One of the most heart-wrenching and horrific scenes in the movie is when Maria arrives at the pharmacist's to ingest the pellets of heroin she will be carrying to America. Each pellet is 4.2 cm long and 1.4 cm wide, and weighs ten grams, and Maria is seated at a table with 62 pellets and a bowl of soup in front of her to wash them down. She is given medicine to slow her digestive tract, with the disgusting instructions that if any pellets leave her system mid-flight, she must clean them and swallow them again.
As Maria struggles to swallow the pellets, one wants to reach out and save her. After she swallows about 30 of the pellets, the drug smuggler "sets" the pellets into place. He gently presses on her sides and stomach, and all the while the audience holds its breath, hoping against hope that one will not burst.
The film is, in fact, much more dramatic and suspenseful than one might expect. Maria boards the plane to America with over a pound of heroin in her stomach, lodged somewhere beside her ribs and her growing baby, and the flight is anything but uneventful.
When the girls are roughly hustled away from the airport and to a grimy hotel to "deposit" the drugs, a pellet bursts inside one of them, leading to a sequence of events that leaves Maria and a fellow mule alone on the streets of New York. As Maria's ponderous doe eyes gaze around New York in confusion, it is apparent how frightening the city truly is to countless impoverished immigrants who flood its streets each day in search of a better life.
The film is that rare cinematic treasure wherein it is not the cinematography, the special effects or the music that one remembers, but the acting, the actors and the feelings they invoked in you.
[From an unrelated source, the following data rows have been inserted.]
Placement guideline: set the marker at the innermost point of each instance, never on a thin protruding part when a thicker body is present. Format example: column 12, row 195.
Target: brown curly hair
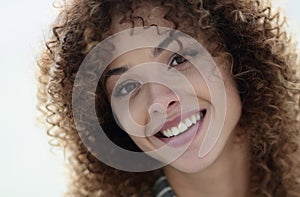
column 264, row 66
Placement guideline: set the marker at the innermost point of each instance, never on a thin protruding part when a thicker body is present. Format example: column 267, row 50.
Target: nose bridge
column 160, row 95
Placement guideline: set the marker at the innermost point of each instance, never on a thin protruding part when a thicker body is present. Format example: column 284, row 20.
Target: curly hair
column 264, row 66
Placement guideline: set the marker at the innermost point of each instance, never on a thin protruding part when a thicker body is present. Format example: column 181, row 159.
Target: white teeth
column 170, row 133
column 188, row 122
column 182, row 126
column 198, row 117
column 175, row 131
column 165, row 133
column 193, row 118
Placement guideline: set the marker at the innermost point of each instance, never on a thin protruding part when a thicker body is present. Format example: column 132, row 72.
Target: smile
column 183, row 126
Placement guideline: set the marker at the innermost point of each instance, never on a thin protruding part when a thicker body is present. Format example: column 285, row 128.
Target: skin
column 224, row 170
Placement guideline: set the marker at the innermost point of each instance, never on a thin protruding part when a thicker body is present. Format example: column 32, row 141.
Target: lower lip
column 185, row 137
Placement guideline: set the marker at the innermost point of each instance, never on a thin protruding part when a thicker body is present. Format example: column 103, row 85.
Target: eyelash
column 121, row 87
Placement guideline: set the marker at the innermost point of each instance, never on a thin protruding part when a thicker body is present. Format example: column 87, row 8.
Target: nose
column 161, row 99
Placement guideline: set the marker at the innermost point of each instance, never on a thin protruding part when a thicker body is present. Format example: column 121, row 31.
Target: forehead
column 147, row 14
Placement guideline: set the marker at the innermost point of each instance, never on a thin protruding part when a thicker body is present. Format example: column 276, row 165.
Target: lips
column 178, row 125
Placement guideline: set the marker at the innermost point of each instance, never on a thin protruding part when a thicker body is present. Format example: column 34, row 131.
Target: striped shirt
column 162, row 188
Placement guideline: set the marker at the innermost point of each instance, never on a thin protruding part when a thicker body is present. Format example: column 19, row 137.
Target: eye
column 177, row 59
column 125, row 88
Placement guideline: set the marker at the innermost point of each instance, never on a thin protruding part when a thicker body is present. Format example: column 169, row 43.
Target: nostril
column 172, row 103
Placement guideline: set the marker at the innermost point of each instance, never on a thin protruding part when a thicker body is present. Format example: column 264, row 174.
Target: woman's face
column 186, row 112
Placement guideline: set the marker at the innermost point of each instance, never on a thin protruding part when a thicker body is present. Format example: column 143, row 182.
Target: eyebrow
column 115, row 71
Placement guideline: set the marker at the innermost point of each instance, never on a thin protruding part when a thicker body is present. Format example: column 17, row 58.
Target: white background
column 28, row 168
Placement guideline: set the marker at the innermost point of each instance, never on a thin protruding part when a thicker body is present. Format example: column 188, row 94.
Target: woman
column 255, row 151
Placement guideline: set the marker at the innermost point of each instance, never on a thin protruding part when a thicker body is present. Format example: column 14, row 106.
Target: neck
column 227, row 176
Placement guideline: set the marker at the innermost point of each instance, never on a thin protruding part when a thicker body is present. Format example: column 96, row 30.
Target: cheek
column 199, row 85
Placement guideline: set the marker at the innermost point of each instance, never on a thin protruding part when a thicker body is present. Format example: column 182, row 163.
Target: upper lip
column 175, row 121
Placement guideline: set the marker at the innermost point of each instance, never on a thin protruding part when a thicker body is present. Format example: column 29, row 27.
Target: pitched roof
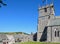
column 54, row 22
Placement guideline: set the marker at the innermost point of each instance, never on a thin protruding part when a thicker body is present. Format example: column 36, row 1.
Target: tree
column 1, row 2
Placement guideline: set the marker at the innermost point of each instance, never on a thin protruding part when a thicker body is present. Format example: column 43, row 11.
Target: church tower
column 45, row 14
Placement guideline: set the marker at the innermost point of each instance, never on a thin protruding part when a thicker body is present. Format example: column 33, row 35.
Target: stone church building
column 48, row 24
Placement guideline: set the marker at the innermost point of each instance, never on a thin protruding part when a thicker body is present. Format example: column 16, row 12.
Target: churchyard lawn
column 36, row 43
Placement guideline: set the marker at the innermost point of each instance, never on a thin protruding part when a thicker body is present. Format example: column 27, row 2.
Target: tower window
column 45, row 9
column 56, row 33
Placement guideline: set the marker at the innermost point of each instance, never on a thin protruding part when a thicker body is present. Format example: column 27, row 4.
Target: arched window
column 56, row 32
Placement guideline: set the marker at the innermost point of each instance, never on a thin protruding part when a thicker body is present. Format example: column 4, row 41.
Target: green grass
column 37, row 43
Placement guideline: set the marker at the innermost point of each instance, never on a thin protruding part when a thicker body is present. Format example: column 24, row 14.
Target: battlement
column 47, row 6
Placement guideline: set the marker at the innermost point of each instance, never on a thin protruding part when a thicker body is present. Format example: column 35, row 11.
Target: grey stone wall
column 51, row 34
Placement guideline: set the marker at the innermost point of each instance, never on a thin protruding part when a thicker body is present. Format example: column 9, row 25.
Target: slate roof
column 54, row 22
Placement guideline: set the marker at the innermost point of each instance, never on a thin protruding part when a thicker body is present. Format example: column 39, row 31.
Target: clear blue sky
column 22, row 15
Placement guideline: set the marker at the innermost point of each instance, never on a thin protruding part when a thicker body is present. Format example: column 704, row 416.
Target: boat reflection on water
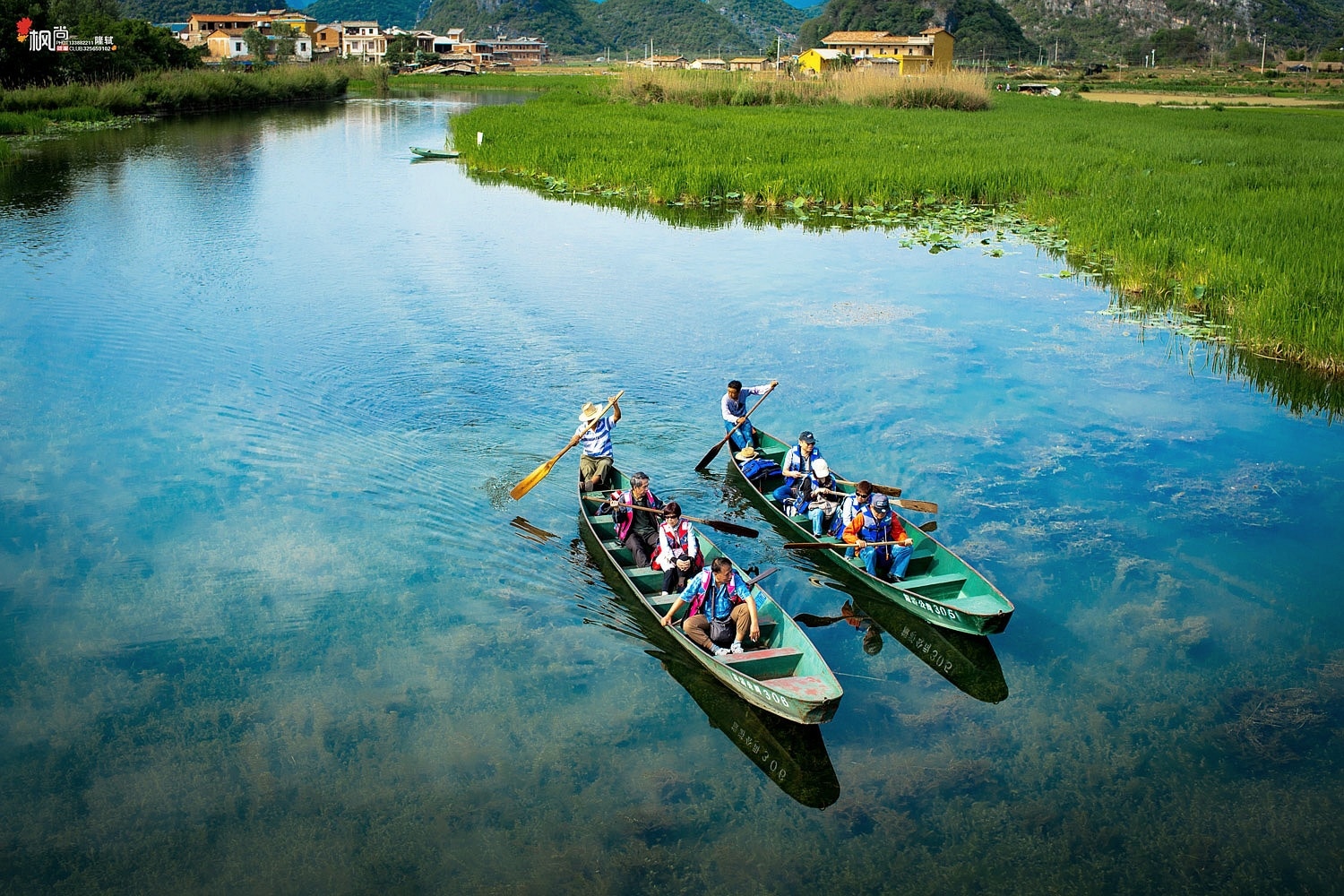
column 965, row 659
column 792, row 755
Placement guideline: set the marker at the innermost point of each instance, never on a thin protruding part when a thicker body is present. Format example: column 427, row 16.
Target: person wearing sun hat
column 797, row 465
column 596, row 461
column 870, row 532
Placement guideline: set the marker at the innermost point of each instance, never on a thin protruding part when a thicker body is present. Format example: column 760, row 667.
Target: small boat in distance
column 435, row 153
column 940, row 587
column 782, row 675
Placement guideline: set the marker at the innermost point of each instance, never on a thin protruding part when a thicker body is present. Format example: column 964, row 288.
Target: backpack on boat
column 758, row 469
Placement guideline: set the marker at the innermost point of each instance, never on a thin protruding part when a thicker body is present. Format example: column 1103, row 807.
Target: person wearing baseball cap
column 882, row 541
column 819, row 495
column 797, row 463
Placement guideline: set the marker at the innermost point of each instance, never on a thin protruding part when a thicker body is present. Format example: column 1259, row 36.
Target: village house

Moreno carries this film in a star-making performance that allows the audience to feel her pain, her frustration, and her desire for freedom.
"Maria Full of Grace" is an eye-opening portrayal of the drug-trafficking industry, but it also uplifts without moralizing. Despite the horrors she has endured, Maria manages to emerge from the experience still hopeful for her future, as she finds the strength and grace to somehow save herself.
"Maria Full of Grace" will be released on DVD and VHS on Dec. 7, 2004.